Ia menyampaikan kemirisannya terhadap regulasi di UINAM, terlebih pada penanganan kasus kekerasan seksual yang terkesan masih kurang. Hingga saat ini UINAM belum memiliki satgas PPKS, namun terdapat Unit Layanan Terpadu (ULT) yang menangani kasus kekerasan seksual selama ini.
“Mengenai regulasi, sudah ada yang mengaturnya, namun belum maksimal karena masih banyak mahasiswa yang belum tahu alurnya kemana mau aduinnya,” ungkap Nurrahman, Selasa (15/10/2024).
ULT berada dibawah naungan Wakil Dekan (WD III), yang anggotanya, ketua DEMA dan ketua SEMA terlibat dalam ULT. Untuk penanganan kasus kekerasan seksual, ULT dirasa masih belum maksimal. ULT sendiri belum diadakan secara merata dan masih jarang melakukan sosialisasi kepada mahasiswa.

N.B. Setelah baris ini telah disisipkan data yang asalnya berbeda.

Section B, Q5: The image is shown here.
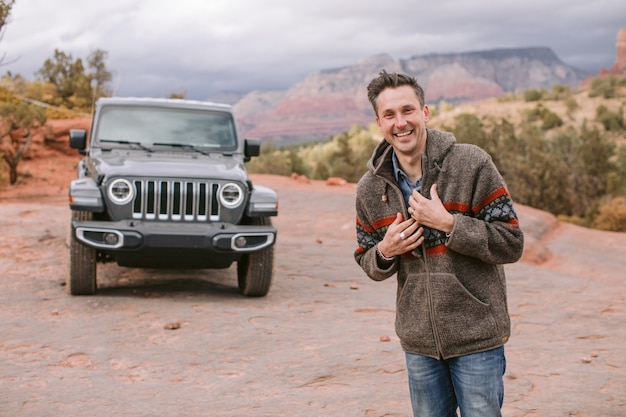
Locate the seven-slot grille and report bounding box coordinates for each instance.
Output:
[133,180,220,221]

Ia menyampaikan, kasus sekelas kekerasan seksual ini mungkin bisa dibilang kasus yang utama. Menurutnya, meskipun pimpinan memiliki kuasa dan mengelakkan segala cara untuk menutupi kasus tersebut, namun hal itu bisa dihapuskan dengan sistem yang baik.
Nurrahman mengungkapkan bahwa, saat berlangsungnya konferensi pers, tidak terlihat satupun pihak kampus yang terlibat. Katanya, tidak diketahui dengan jelas alasan mengapa tidak ada pihak kampus yang menghadiri konferensi pers yang digelar pada 8 Oktober 2024.
“Gara-gara surat edaran (Surat Edaran No. 2591 pada 25 Juli 2024 – red) yang keluar ini yang menjadi menakutkan, dan sampai sekarang gara-gara surat edaran ini mahasiswa kelihatan takut untuk menyampaikan aspirasinya,” tutupnya.